Mais de 400 famílias afectadas pelas inundações no distrito moçambicano de Malema
Mais de 400 famílias foram afetadas pelas inundações provocadas pela chuva das últimas semanas, que destruíram centenas de casas no distrito de Malema, na província de Nampula, norte de Moçambique, avançaram ontem as autoridades locais.
Segundo o administrador do distrito de Malema, Bernardino Paulo, a chuva que se regista nas últimas semanas, em quase todo o país, destruiu mais de 500 casas, afetando mais de 400 famílias naquele município, há mais de 200 quilómetros da capital Nampula, na província com mesmo nome ao norte de Moçambique.
"Temos muitas casas de construção precária, então, neste momento temos mais de 500 casas destruídas.
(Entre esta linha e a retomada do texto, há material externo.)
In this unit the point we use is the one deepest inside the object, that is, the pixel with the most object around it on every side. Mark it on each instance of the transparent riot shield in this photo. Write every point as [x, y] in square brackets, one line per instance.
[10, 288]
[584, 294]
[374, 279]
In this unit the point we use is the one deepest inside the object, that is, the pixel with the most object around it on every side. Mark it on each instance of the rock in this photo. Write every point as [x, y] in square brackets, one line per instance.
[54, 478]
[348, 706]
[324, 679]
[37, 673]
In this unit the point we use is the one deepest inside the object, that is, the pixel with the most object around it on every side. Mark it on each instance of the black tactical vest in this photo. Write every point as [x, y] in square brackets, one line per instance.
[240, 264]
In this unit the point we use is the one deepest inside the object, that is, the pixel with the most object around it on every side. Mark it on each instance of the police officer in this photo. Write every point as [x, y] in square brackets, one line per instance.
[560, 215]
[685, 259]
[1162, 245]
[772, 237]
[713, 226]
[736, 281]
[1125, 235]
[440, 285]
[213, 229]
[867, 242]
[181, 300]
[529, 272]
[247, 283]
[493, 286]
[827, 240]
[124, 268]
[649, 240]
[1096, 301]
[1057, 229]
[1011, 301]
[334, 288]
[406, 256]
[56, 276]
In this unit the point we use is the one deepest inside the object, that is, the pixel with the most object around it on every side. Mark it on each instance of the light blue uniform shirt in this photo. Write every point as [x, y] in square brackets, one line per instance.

Felizmente, estamos a receber o apoio do INGD [Instituto Nacional de Gestão e Redução de Riscos de Desastres], que está a ajudar a população vítima destas inundações", disse Bernardino Paulo, citado ontem pela comunicação social.
O governante assegurou ainda a evacuação da zona e alojar as famílias em centros de acolhimento ativos nos bairros vizinhos.
Com a chuva que cai nas últimas semanas, acrescentou, há muitas terras agrícolas que estão a passar mal, avançando, entretanto, o distrito estar a preparar a segunda época agrícola para ver se conseguem recuperar a produção.
Acrescentou que as inundações afetaram também a transitabilidade no troço entre Malema, em Nampula, e Cuamba, na Província do Niassa, parte da Estrada Nacional 13 , no norte.
Segundo Bernardo Paulo, a chuva cortou a estrada no Posto Administrativo de Iricantla, na província de Nampula, garantindo estar em curso trabalho para restabelecer a via.
O Governo moçambicano alertou hoje que várias bacias hidrográficas do país continuam sob risco de cheias, apesar da aproximação do fim da atual época chuvosa, que afetou quase 900 mil pessoas, pedindo o cumprimento rigoroso das recomendações.
O número de mortos na atual época das chuvas em Moçambique subiu para 279, havendo também 11 desaparecidos e 340 feridos, com quase 900 mil pessoas afetadas desde outubro, segundo atualização de 17 de março do INGD.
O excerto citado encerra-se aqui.